“Those who love their life lose it, and those who hate their life in this world will keep it for eternal life. Whoever serves me must follow me, and where I am, there will my servant be also. Whoever serves me, the Father will honor. Now my soul is troubled. And what should I say—“Father, save me from this hour”? No, it is for this reason that I have come to this hour.”
Today, we encounter Jesus as He considers the fate ahead of Him. The time of His death is drawing near. Jesus tells again of the dynamics of the Kingdom of God that say the only path to life and true glory is one of surrender and death. There is no other way. This is how the kingdom works. False gods may promote another route, an easier route, but God’s way is the way of sacrifice and surrender.
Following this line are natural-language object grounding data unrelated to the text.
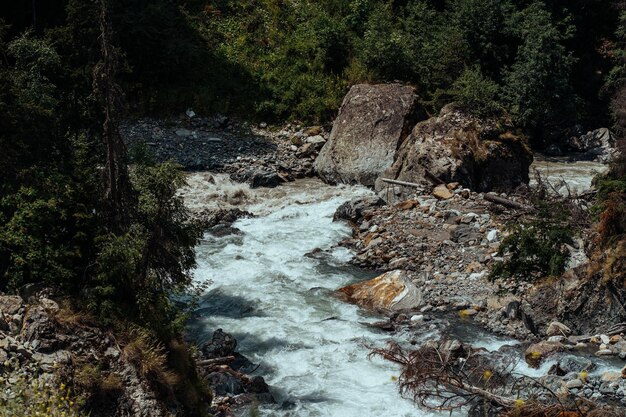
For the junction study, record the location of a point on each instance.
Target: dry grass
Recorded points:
(149, 357)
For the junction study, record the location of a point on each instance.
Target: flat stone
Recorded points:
(574, 383)
(442, 192)
(557, 328)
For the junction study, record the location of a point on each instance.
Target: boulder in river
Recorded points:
(458, 147)
(353, 210)
(598, 145)
(372, 122)
(391, 291)
(538, 352)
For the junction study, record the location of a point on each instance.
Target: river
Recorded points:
(274, 296)
(312, 348)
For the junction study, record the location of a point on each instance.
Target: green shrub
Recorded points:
(476, 93)
(536, 248)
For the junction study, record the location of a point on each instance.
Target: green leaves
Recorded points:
(536, 248)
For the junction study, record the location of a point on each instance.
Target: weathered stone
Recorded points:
(442, 192)
(597, 144)
(392, 290)
(538, 352)
(39, 325)
(556, 328)
(372, 122)
(574, 383)
(11, 304)
(458, 147)
(353, 210)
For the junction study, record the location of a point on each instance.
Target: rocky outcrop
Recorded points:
(597, 145)
(458, 147)
(391, 291)
(353, 210)
(372, 122)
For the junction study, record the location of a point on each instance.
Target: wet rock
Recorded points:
(458, 147)
(39, 325)
(210, 218)
(11, 304)
(258, 178)
(442, 192)
(556, 328)
(574, 383)
(372, 122)
(353, 210)
(538, 352)
(464, 233)
(392, 291)
(570, 364)
(597, 144)
(222, 344)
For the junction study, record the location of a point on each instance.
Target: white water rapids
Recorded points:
(312, 348)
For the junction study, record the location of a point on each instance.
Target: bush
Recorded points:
(536, 248)
(476, 93)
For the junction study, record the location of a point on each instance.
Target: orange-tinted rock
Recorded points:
(391, 290)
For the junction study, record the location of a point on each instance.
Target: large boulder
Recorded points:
(458, 147)
(598, 145)
(372, 122)
(391, 291)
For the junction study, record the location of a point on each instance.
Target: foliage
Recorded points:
(476, 93)
(536, 247)
(439, 378)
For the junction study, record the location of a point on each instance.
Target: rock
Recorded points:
(574, 383)
(313, 131)
(372, 122)
(39, 325)
(222, 344)
(258, 178)
(611, 376)
(465, 233)
(315, 139)
(538, 352)
(468, 312)
(458, 147)
(571, 363)
(353, 210)
(558, 329)
(391, 290)
(11, 304)
(442, 192)
(309, 149)
(597, 144)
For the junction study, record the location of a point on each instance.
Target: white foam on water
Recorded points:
(313, 348)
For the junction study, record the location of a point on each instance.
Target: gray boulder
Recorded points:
(458, 147)
(372, 122)
(598, 145)
(353, 210)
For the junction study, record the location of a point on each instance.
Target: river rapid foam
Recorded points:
(311, 347)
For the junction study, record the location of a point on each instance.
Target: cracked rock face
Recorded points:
(458, 147)
(372, 122)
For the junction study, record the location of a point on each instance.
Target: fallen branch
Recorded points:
(404, 183)
(507, 203)
(217, 361)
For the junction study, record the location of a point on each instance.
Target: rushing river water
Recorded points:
(311, 347)
(275, 297)
(578, 175)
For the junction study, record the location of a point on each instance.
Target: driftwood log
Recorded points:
(507, 203)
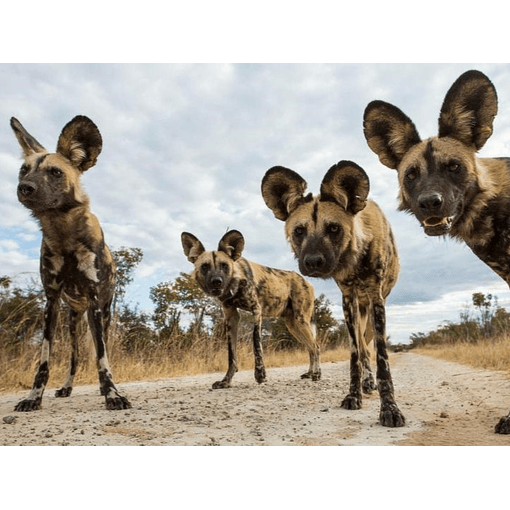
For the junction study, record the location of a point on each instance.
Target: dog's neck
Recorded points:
(62, 231)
Sometimes, we can be tempted to think Jesus was less human than He was—to imagine Him as above feeling human emotion, too holy to experience fear or dread. And yet, as Jesus reflects on the mechanics of the kingdom, His soul is stirred up—disturbed—as it brings to mind His own path. He wonders aloud whether to petition the Father for rescue. Yet, He knows the very thing He does not want to do is the very reason for which He came. He came to die. It is little wonder Jesus’ soul was in distress, torn between the very human impulse to self-protection and the divine call on His life to selfless sacrifice.
Choosing to be a disciple of Jesus is not easy. If Jesus chose the harder path, then that too is the path we must take. It may be a hard and high stakes conversation we need to have with someone we love. It might be a tough call we need to make about a business decision, which will literally cost us to do the right thing. It could be a decision to get honest about our sin or addiction, but we fear loss of respect or becoming the subject of gossip.
Choosing to take up your cross and follow Jesus is costly, resolving to make the decision and then follow it through to the end even more so, but we do not have a God who is alien to us in our suffering. He knows it. He’s lived it. This Holy Week, let Christ’s resolve to face death give strength to your fearful heart and weakened knees, so you may follow faithfully in His way.